O mundo sem você

Você. Porque eu sempre achei esse negócio de chamar gente próxima de “senhor” ou “senhora” muito estranho. Você, minha avó. Te escrevo e jogo aos ventos, para que você leia de onde quer que esteja agora. Ou alguém leia para você, como a Thaise fazia e você adorava.

Foi às 7 da manhã de segunda que recebemos aquela ligação que ninguém quer receber. Quando o telefone tocou, nós já sabíamos. Eu e Thaise dormíamos na mesma cama. A ligação foi para ela. Nos vestimos e fomos. Vestimos uma nova pele, aquela que não tem mais você para abraçar. Você gostava de flores. De jardim. De bater perna no centro. De comer queijo escondido. Você gostava de chimarrão.

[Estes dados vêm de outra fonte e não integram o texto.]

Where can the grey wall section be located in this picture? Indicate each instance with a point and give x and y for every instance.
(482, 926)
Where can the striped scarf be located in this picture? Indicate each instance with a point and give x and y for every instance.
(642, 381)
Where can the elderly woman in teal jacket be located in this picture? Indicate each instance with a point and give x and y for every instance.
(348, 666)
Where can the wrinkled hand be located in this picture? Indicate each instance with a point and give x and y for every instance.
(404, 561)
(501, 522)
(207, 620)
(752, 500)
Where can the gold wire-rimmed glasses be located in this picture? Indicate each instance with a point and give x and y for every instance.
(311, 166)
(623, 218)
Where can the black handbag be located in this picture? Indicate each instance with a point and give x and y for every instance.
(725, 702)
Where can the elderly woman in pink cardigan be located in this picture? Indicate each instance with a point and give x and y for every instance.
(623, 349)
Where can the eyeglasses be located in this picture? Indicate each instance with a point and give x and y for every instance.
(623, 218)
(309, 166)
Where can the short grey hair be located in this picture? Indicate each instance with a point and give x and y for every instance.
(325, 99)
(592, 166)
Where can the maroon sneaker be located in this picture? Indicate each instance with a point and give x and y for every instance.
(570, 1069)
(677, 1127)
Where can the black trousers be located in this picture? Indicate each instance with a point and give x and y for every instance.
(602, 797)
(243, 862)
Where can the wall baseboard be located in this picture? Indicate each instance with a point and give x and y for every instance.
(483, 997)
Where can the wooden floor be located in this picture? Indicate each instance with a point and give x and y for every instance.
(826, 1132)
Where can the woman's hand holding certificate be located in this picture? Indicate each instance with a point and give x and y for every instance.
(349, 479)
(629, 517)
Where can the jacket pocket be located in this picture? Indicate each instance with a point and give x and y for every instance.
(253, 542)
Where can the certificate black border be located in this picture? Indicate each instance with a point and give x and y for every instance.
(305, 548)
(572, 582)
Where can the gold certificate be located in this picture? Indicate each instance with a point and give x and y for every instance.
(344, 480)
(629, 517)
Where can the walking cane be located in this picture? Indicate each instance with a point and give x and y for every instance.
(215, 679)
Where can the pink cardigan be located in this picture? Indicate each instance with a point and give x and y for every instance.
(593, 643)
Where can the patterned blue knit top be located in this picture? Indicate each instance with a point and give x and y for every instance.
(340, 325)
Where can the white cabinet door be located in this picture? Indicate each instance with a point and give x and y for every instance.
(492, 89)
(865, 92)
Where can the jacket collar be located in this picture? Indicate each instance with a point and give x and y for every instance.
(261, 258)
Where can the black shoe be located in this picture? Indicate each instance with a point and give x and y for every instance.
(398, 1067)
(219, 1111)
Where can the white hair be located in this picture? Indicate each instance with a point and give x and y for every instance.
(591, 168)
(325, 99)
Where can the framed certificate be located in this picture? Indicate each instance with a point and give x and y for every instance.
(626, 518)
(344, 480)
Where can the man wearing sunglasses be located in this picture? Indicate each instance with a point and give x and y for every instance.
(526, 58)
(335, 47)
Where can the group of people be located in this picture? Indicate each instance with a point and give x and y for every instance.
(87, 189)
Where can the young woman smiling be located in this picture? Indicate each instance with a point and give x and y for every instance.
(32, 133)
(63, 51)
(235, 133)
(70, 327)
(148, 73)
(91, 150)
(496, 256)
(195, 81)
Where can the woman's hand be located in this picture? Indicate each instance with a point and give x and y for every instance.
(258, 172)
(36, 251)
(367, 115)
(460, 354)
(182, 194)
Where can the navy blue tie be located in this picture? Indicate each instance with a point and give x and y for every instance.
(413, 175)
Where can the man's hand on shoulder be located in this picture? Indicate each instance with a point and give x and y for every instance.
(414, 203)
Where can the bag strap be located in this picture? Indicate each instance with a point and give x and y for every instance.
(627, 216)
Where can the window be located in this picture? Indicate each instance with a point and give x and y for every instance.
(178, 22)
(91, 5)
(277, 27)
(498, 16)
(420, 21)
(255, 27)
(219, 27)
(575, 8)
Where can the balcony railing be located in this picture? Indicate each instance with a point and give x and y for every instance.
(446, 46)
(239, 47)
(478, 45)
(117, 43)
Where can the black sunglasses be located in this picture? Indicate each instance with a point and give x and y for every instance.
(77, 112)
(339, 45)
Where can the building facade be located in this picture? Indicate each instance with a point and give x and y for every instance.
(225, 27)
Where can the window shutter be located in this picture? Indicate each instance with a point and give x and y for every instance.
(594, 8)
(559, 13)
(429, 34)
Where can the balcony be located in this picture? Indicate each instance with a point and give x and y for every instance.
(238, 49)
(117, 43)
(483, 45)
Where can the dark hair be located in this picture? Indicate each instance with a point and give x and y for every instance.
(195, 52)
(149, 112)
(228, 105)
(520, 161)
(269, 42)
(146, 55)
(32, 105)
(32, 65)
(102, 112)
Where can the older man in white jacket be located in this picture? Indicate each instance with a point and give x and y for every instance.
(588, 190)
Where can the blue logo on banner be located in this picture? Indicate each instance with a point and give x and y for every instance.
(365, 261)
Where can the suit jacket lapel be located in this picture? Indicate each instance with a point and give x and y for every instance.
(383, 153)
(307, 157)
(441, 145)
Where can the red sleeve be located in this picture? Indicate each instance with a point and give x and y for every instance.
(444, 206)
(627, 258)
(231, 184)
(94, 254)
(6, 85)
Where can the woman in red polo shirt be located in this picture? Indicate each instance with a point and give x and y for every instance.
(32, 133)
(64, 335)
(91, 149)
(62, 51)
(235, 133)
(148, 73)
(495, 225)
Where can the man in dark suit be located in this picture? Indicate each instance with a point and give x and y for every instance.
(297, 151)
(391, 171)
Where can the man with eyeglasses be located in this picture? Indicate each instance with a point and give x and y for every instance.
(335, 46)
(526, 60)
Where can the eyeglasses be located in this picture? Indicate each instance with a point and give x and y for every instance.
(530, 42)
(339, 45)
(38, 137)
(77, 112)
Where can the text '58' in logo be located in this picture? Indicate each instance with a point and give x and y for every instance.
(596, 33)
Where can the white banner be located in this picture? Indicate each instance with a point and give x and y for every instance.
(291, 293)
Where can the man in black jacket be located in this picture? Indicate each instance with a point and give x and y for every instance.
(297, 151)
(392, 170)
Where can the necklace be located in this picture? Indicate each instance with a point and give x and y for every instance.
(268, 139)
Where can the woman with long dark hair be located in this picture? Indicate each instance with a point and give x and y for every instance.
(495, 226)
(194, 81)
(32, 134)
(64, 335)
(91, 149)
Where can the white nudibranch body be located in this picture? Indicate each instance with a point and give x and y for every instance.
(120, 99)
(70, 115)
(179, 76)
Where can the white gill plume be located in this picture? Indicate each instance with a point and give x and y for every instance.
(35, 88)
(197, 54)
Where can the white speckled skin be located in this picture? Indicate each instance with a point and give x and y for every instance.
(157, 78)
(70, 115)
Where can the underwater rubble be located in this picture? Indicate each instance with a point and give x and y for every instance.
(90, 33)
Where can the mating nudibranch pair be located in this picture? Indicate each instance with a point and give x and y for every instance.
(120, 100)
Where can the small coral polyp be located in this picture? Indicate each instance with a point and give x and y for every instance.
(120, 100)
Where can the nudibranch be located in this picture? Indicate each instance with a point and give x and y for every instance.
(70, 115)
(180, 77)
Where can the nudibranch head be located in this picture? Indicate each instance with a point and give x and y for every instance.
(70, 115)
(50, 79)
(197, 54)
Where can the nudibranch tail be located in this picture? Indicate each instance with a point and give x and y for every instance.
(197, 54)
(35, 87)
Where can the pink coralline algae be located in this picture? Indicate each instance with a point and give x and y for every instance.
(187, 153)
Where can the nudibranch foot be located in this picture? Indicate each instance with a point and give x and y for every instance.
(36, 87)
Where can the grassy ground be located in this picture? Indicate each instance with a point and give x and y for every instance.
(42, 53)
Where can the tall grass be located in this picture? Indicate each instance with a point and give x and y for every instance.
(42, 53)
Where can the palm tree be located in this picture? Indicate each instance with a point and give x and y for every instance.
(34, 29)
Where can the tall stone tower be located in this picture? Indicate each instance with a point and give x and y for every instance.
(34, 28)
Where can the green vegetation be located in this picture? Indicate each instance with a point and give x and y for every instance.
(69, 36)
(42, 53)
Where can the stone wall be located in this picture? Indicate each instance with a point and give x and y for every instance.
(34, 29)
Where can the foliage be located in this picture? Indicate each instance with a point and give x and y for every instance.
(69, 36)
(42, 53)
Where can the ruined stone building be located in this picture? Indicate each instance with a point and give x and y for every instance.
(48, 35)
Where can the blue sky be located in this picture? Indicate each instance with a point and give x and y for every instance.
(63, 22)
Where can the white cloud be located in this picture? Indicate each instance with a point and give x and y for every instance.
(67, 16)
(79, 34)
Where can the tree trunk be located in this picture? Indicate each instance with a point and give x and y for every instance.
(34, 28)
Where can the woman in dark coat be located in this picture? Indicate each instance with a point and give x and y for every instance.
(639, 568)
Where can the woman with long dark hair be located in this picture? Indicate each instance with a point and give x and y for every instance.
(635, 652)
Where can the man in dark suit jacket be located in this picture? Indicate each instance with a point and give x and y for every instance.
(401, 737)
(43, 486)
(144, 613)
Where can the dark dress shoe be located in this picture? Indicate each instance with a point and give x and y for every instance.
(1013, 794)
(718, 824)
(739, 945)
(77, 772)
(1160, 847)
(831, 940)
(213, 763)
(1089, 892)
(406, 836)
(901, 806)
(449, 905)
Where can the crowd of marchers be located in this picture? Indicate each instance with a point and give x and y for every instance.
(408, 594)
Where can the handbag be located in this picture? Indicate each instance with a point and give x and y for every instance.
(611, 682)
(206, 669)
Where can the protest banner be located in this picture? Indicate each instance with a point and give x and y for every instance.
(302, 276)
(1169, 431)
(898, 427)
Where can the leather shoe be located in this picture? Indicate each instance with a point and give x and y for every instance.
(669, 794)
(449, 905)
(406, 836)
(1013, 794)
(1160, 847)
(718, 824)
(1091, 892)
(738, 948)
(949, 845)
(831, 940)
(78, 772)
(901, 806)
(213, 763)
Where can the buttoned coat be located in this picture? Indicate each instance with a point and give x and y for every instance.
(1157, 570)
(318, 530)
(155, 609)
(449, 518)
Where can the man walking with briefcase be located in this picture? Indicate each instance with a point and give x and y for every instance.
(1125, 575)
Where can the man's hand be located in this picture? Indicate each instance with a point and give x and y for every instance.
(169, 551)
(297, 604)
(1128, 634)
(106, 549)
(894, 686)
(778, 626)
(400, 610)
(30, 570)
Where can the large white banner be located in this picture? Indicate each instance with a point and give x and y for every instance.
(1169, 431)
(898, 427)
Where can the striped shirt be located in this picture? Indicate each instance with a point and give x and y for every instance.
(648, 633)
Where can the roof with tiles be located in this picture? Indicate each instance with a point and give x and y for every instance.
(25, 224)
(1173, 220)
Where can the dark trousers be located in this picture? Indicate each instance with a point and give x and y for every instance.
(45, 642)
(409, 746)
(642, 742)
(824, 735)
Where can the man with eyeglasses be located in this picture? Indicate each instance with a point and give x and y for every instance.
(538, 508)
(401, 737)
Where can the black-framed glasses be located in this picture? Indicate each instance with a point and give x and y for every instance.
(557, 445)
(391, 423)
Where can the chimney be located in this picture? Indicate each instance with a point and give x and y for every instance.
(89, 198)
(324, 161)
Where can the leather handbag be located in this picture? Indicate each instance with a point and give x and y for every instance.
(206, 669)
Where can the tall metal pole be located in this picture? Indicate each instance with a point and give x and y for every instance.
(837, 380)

Do mil folhas do Kuzma. De comer de madrugada. Você gostava de nós. Nunca mais – é a frase que ecoa em minha mente. Nunca mais as flores no jardim, nunca mais o chimarrão, nunca mais o queijo escondido. Nunca mais você sentada no sofá de porta aberta esperando, ansiosamente, nosso carro chegar.

De tarde eu fui na sua casa. Vi uma foto minha, sozinha, em um porta-retrato. Como você gostava de mim. Eu chorei. Chorei muito e peço desculpa. Eu deveria estar sendo mais forte para confortar a sua filha mais nova – a quem chamo de mãe –. Estou tentando, juro. Quando a cabeça fica vazia dá vontade de chorar. Só consigo lembrar de você perguntando da Cecília ou do seu jeitinho de falar que era único. “Carro” = “caro”, “fogão” = “fogon”. Vó, que falta você vai fazer. Como vou explicar para a Cecília que agora a Bisa não está mais aqui? Como vou explicar que virou uma estrelinha? Eu não sei. O que me conforta é saber que você descansou do sofrimento que estava sendo procurar todo aquele ar para respirar. O que me conforta é um pensamento do Santo Agostinho que diz que a morte não é nada. Que você somente passou para o outro lado do caminho. Que você é você e nós somos nós e o que você era para nós, continuará sendo. Que é para darmos para você o nome que sempre demos e falar com você como sempre fizemos. Que a gente continua vivendo no mundo das criaturas e você, agora, no mundo do criador. Que não é para utilizarmos um tom solene ou triste. Que é para rirmos daquilo que nos fazia rir juntas. Para rezar, sorrir e pensar em você. Rezar por você. Que seu nome seja pronunciado como sempre foi – sem ênfase de nenhum tipo e sem nenhum traço de sombra ou tristeza. Que a vida significa tudo o que ela sempre significou. Que o fio não foi cortado. Afinal, por que você estaria fora de nossos pensamentos agora que está apenas fora de nossas vistas? Que você não está longe, está apenas do outro lado do caminho. E que nós, que ficamos aqui, sigamos em frente, pois a vida continua linda e bela como ela sempre foi.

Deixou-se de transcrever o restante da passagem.